Durante años, el ritmo vertiginoso del progreso tecnológico nos ha hecho creer que no había límites. La inteligencia artificial, en especial sus modelos generativos, parecía una carrera sin freno, siempre hacia adelante. Pero esta semana, algo ha cambiado. Los grandes laboratorios —OpenAI, Meta, Anthropic— reconocen retrasos en sus desarrollos. ¿Estamos llegando al techo? ¿Se ha agotado la lógica del más grande, más complejo, más entrenado?
Mientras algunos pilares vacilan, otros crecen con fuerza. La noticia de un bebé curado mediante terapia génica personalizada con CRISPR no es solo un avance médico: es el umbral de una nueva medicina hecha a medida, una ciencia que ya no combate a ciegas, sino que reescribe la vida con precisión quirúrgica.
En las fábricas, en cambio, emergen advertencias. Un robot humanoide, mal programado, golpea a varios operarios en China. No es un episodio de ciencia ficción: es la realidad alcanzando los dilemas éticos que antes solo eran relatos. ¿Quién vigila a las máquinas cuando los humanos se relajan?
Frente a estos contrastes, el aula se convierte en un nuevo campo de transformación. El 90% del alumnado universitario ya usa herramientas de inteligencia artificial para estudiar. El saber cambia de forma, de velocidad, de canal. ¿Estamos preparando a los estudiantes para la comprensión profunda, o solo para interactuar con algoritmos?

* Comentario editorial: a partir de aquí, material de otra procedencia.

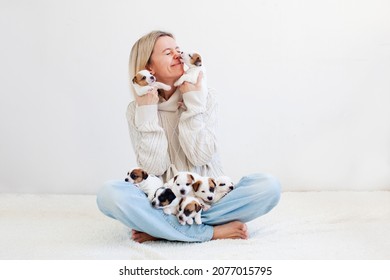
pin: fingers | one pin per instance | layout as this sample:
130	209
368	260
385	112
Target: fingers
200	77
150	98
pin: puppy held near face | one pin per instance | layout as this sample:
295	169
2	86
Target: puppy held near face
144	81
193	61
186	195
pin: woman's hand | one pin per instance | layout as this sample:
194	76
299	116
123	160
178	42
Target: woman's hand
150	98
186	86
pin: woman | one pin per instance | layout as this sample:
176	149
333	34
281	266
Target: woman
175	130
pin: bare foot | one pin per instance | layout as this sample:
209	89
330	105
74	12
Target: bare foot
232	230
141	237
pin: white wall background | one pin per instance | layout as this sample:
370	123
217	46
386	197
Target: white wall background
304	89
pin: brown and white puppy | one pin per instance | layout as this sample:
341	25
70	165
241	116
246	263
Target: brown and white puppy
204	189
165	199
144	81
181	183
224	186
195	65
189	209
148	183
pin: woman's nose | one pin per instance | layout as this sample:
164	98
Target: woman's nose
176	54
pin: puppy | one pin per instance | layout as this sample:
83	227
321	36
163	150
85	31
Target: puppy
204	189
148	183
143	82
181	183
189	209
194	62
165	198
224	185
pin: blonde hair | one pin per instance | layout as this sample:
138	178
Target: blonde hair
142	51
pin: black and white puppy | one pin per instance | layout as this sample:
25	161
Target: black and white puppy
148	183
181	183
195	65
223	186
204	189
189	209
144	81
165	199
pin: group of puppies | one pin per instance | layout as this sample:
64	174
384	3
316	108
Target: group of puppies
186	195
144	81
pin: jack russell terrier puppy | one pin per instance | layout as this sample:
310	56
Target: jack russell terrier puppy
181	183
143	82
165	199
194	62
148	183
204	189
224	186
189	209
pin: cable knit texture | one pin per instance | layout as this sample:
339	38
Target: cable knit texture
167	137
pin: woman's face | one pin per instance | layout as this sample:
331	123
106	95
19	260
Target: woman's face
165	62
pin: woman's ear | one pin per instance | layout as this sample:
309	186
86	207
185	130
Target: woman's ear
149	69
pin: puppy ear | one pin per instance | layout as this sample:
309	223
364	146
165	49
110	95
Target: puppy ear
144	175
196	185
198	60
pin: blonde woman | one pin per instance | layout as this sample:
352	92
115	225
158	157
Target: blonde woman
167	136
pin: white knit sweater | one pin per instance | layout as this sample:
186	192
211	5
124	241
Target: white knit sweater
167	138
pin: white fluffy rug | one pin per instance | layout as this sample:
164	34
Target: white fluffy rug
305	225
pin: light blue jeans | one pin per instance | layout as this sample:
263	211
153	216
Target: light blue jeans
253	196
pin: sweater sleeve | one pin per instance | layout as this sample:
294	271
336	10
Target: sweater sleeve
148	138
197	127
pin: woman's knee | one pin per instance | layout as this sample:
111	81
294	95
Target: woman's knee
265	185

Y en paralelo, un nuevo jugador asoma en el tablero mundial. DeepSeek, la compañía china, presenta un modelo de IA que incluso Microsoft reconoce como comparable a OpenAI. El liderazgo tecnológico se descentraliza. La hegemonía se diluye. El conocimiento, como el poder, se redistribuye.
Esta no es una semana más de noticias tecnológicas. Es una semana donde el presente titubea, el futuro se bifurca y los límites se hacen visibles. Una semana que invita, más que nunca, a detenerse a pensar no solo en lo que estamos construyendo, sino en cómo, para qué y con quién lo hacemos.